While precision medicine improves treatment options and potentially improves clinical outcomes, parents’ understanding may be limited and they may have unrealistic expectations of the potential benefits. The psychosocial implications of precision medicine have rarely been studied before.
International research shows that psychosocial factors may influence up to 30 percent of the long-term morbidity of children with physical illnesses. That is because patients’ and families’ experiences, understanding and communication around treatment are key to health outcomes as well as their level of satisfaction.
Luminesce Alliance funding supported a pilot trial of the Zero Childhood Cancer Program (ZERO) called TARGET to gain an in-depth understanding of the experiences of all stakeholders involved in precision medicine, including parents, their child’s healthcare providers, and the scientists who conducted the laboratory research.
Uniquely, our new study of the psychosocial implications of the ZERO national clinical trial, called PRISM-Impact, has been gathering longitudinal data over five years, so it is possible to identify how experiences change and when new issues emerge.
This world-first data on the participants’ psychological function, wellbeing and quality of life will inform targeted resources and support to enable patient-centred, holistic care, says Prof Claire Wakefield, of the School of Women’s and Children’s Health at the University of New South Wales.
“If parents aren’t coping, that flows onto the child. Ultimately, we would like every family to feel well informed and confident that they know what’s happening and also to feel well supported, no matter what language they speak or where they live,” she says. “It’s not about taking away their sadness and grief but making sure they have the support they need from the moment of diagnosis to the long term, when they go home.”

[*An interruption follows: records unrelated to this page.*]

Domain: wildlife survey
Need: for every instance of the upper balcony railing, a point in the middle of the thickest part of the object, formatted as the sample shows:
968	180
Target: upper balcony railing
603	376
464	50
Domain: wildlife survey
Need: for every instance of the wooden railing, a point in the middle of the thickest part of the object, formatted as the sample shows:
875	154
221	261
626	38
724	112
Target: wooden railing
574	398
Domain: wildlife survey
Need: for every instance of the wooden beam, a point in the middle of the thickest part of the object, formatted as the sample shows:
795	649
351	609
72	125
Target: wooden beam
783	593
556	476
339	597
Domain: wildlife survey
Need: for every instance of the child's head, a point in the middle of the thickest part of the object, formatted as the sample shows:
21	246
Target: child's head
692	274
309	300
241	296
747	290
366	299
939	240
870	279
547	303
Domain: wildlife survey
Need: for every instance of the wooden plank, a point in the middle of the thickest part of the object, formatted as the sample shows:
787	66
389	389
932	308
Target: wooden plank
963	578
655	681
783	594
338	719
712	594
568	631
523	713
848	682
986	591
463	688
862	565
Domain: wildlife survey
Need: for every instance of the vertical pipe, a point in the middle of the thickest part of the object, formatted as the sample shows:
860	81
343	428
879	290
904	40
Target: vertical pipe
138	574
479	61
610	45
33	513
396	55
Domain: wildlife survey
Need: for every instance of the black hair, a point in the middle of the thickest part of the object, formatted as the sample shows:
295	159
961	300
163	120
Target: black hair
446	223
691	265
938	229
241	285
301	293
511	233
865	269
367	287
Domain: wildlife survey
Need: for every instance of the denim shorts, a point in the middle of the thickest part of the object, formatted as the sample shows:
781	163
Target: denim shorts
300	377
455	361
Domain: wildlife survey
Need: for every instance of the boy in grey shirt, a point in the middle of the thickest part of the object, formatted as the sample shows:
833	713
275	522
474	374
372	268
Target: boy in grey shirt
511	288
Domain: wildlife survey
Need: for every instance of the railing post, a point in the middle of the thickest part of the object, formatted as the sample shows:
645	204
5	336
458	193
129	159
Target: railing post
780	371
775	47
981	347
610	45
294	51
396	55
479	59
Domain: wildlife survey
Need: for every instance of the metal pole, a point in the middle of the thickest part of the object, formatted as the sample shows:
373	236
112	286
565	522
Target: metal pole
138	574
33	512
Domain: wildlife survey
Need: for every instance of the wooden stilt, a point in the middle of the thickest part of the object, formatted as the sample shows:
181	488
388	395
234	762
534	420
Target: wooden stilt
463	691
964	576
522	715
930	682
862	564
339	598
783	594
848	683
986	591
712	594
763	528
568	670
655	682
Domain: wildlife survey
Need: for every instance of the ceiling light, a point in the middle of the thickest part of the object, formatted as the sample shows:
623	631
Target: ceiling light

Meeting the psychosocial needs of children and families
The research found that, as would be expected, parents experience high levels distress around the time of their child’s diagnosis. However, for some this does not resolve long term, and parents are often unable to attend to their own emotional needs when their child is so sick. It also found that some parents had a lack of understanding and awareness of precision medicine, and unrealistic expectations of what it could achieve. If these problems are not addressed, families enrolled in precision medicine trials are at increased risk of long-term distress, and may experience regret, mental health conditions, relationship and family problems, and poorer health outcomes. The insights and that has been collected is being translated into a range of resources such as brochures, videos and telehealth support that are accessible to families whenever they need them during this difficult time in their lives.
The study also gathered the world’s first data from children themselves, whose distress levels are hard to capture while they are so unwell. An initial survey of children aged 12 and over is providing unique insights into the needs of children having these revolutionary new treatments.
The research is also asking healthcare professionals and scientists about their experiences of providing precision medicine. Participants have identified a recurring problem when caring for families in how to communicate realistic expectations of treatment while maintaining hope.
“Having difficult conversations can be a real burden for health professionals, and not all of them may be aware of the trials the patients are enrolled in,” says Dr Kate Hetherington, of the School of Women’s and Children’s Health. “Many of them were amazed to be asked about the new developments in their work and how they feel about them; it’s unique for them to have this opportunity to feel heard, and it will be important for the implementation of precision medicine.”
The PRISM-Impact trial is now being expanded, and more research is underway into the experiences of non-English speaking and Aboriginal families.
“This work is a way of translating the intention of the health system into families’ experiences of it – of ensuring families get the best experiences possible, even when their child is unwell,” says Prof Wakefield. “The interventions we will design are low cost but have a big gain. They will lead to better outcomes for decades, rather than ongoing problems for the rest of patients’ lives.”